Tuesday, June 2, 2015

Manakamana


So much occurs within the deceptively static frame of Manakamana. Never moving beyond the four walls of a cable car riding to and from the eponymous temple in Nepal, the film consists of just 11 trips, each captured in a single uninterrupted take of about 10 minutes. Some passengers sit in an awkward silence only broken by the periodic metal-on-metal screech of the car rattling past another tower. Others idly remark upon the beautiful landscape below, play music, or bleat, in the case of a carload full of goats being transported toward their sacrificial end at the temple. Yes, there are life-and-death stakes in this humble film about people trying to sit quietly with a rooster on their lap.

The film’s restrictive concept liberates the viewer’s attention, and the world within and without the car reveals an abundance of little wonders. A bird flies past the window so quickly it vanishes like an apparition, calling to mind the disappearing bird swooping through the inner rooms of the Zone in Stalker. Blurry figures wade through the rippling waves of foliage covering the hillside or shout half-heard taunts at the swiftly moving car. In the wordless ride that opens the film, a young boy and old man—the youth agitated and uncomfortable, the elder stiff and stoic—look from side to side until the rhythms of their turning heads seem somehow choreographed. Everything is important when nothing happens.

Every detail, however innocuous, feels like a potential key to the mysterious vignettes unfolding before us, and the film invites the audience to approach each ride like a fresh puzzle to be solved. Consider one of the earlier sequences featuring a solitary woman carrying a basket of flowers. Viewers may feel a twinge of anxiety when the car jolts into motion—are we expected to just stare at this woman in silence for 10 minutes? Give it a few moments. You may notice that she is holding her basket at chest level, in an awkward position that no one could be expected to hold for the entire ride. So why does she do it here? For the camera, of course.
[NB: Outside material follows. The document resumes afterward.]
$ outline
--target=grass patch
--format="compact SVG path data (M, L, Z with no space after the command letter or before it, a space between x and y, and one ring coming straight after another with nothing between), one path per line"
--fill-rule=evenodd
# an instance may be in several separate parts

Midway through the ride, she shifts to the centre of the seat to better frame herself for the viewer, and a brief, embarrassed smile betrays her ulterior motive before she returns to her nonchalant pose.
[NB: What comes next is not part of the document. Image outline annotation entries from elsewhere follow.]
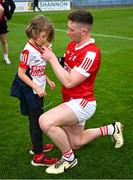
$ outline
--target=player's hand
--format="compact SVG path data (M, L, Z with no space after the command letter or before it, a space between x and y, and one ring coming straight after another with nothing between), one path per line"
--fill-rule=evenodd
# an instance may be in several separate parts
M55 89L55 83L54 83L53 81L49 81L49 82L48 82L48 85L50 86L50 88L51 88L52 90Z
M56 58L55 54L47 47L43 47L42 56L48 62L51 62L54 58Z

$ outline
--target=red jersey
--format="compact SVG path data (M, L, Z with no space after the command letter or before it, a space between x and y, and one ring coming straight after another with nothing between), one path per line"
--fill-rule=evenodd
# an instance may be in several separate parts
M90 39L86 44L76 47L75 42L70 42L65 53L64 68L70 72L75 69L86 80L73 88L62 86L63 100L84 98L88 101L95 100L94 81L100 67L100 49L96 47L95 40Z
This episode, the second in the film, hints at the game being played by directors Stephanie Spray and Pacho Velez, who are both actually riding in the cable car with passengers. The couple carrying their rooster to sacrifice at the temple sit stiffly with downcast eyes, but it is not necessarily fear over the car’s rickety ascent that pins them to their seats. Rather, they have been instructed to not look at the camera, and they are so painfully aware of the camera’s presence that they cannot act naturally. By comparison, more experienced performers like the three metalheads inexplicably travelling with a mewling kitten—not intended for sacrifice, don’t worry—take selfies and chatter away for the benefit of the camera. What’s one more lens in their lives? Even the hum of the cable wire begins to sound like a film projector after a while. Or is that just the noise of the unseen 16 millimetre camera?
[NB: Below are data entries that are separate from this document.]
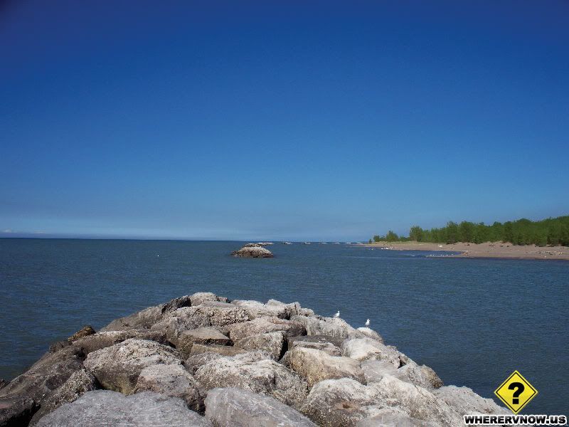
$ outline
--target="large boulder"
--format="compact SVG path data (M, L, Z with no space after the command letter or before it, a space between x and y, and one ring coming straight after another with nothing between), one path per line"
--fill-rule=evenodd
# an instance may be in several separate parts
M203 395L196 379L179 364L156 364L140 371L134 393L154 391L171 397L179 397L188 406L203 411Z
M245 310L235 305L210 307L197 305L178 309L152 326L153 330L163 330L168 339L178 344L180 334L191 330L207 327L225 327L250 320Z
M243 308L251 319L267 316L288 319L290 318L292 311L289 308L287 310L286 305L265 305L250 300L233 300L231 304ZM296 312L294 314L296 315Z
M381 381L372 383L368 388L374 389L385 404L396 402L414 418L444 426L463 426L462 416L453 408L419 386L385 375Z
M339 317L322 317L321 316L292 316L291 320L302 323L308 335L327 335L341 341L346 338L365 338L361 332L348 325Z
M204 352L203 353L199 353L198 354L190 356L186 359L186 362L184 362L184 364L186 366L186 369L188 369L190 374L194 375L196 374L196 371L199 369L204 364L211 362L213 362L214 360L217 360L221 357L223 357L223 356L219 353Z
M206 418L216 427L316 427L279 401L243 389L210 390L206 408Z
M0 397L0 426L27 426L38 408L38 403L29 397Z
M99 332L149 329L153 325L159 322L163 316L181 307L188 307L191 305L191 297L189 295L175 298L165 304L149 307L134 315L113 320Z
M231 340L213 327L198 327L181 332L178 337L176 348L184 354L189 354L194 344L229 345Z
M73 345L80 347L85 355L87 355L92 352L96 352L97 350L115 345L119 342L122 342L129 338L148 339L165 345L169 343L166 332L164 331L132 329L121 331L98 332L92 335L79 338L75 341Z
M237 387L272 396L284 404L298 407L306 397L307 383L283 365L263 357L245 354L207 363L196 371L196 379L208 390Z
M240 258L272 258L272 252L259 245L245 245L238 251L233 251L231 255Z
M380 415L378 394L354 379L327 379L312 387L300 411L322 427L351 427Z
M365 384L358 361L349 357L330 356L321 350L297 347L288 354L291 369L306 379L309 386L325 379L351 378Z
M151 391L123 396L109 390L86 393L42 418L37 427L211 427L180 399Z
M412 418L397 408L384 408L378 412L380 413L374 417L358 421L356 427L442 427L438 423Z
M468 387L445 386L432 393L460 415L466 413L509 413L507 409L499 406L492 399L484 399Z
M286 337L306 334L306 329L301 323L275 317L257 317L250 322L231 325L226 330L233 342L251 335L280 331L284 332Z
M75 371L60 387L42 402L41 408L33 415L30 425L34 425L44 415L55 411L61 405L75 401L87 391L97 388L97 379L84 368Z
M73 372L81 369L85 354L75 346L46 353L21 375L0 389L0 398L30 398L42 402L61 386Z
M297 347L301 347L321 350L324 353L328 353L330 356L341 356L340 345L341 345L341 341L326 335L304 335L288 337L288 348L289 350Z
M342 342L342 356L358 361L368 359L384 360L396 368L402 365L401 354L392 347L371 338L352 338Z
M181 354L175 349L131 338L90 353L85 367L105 389L129 394L142 369L160 364L181 364Z
M220 297L211 292L196 292L190 295L191 305L201 305L206 301L214 301L220 302L229 302L229 300L225 297Z
M398 369L409 379L416 386L424 389L432 390L442 386L442 380L437 375L432 368L427 365L419 365L413 360L408 360L407 363Z
M278 360L282 355L284 344L284 334L282 331L268 332L251 335L238 339L235 347L245 350L261 350L267 352L275 360Z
The verisimilitude of the film has been crafted for its own corruption, just as all of the trips have been carefully edited into a single continuous round trip that nonsensically goes up six times in a row, and then down five times. The directors, both veterans of the Harvard Sensory Ethnography Lab, even allow the film to run out on the final ride as the sound carries on, which only highlights the artifice binding the other sequences together. Whereas other films from the Lab aim for sensory immersion—the GoPro pandemonium of Leviathan, for example—this curious hybrid of documentary and structuralist filmmaking prefers sensory deception. Blurring of the line between performance and reality, the film reveals more about the viewer’s biases toward documentary form than anything of the customs and culture surrounding the unseen temple. If Spray and Velez are conducting an ethnographic study, then the true subjects are to be found in darkened theatres around the world, not the green hills of Nepal.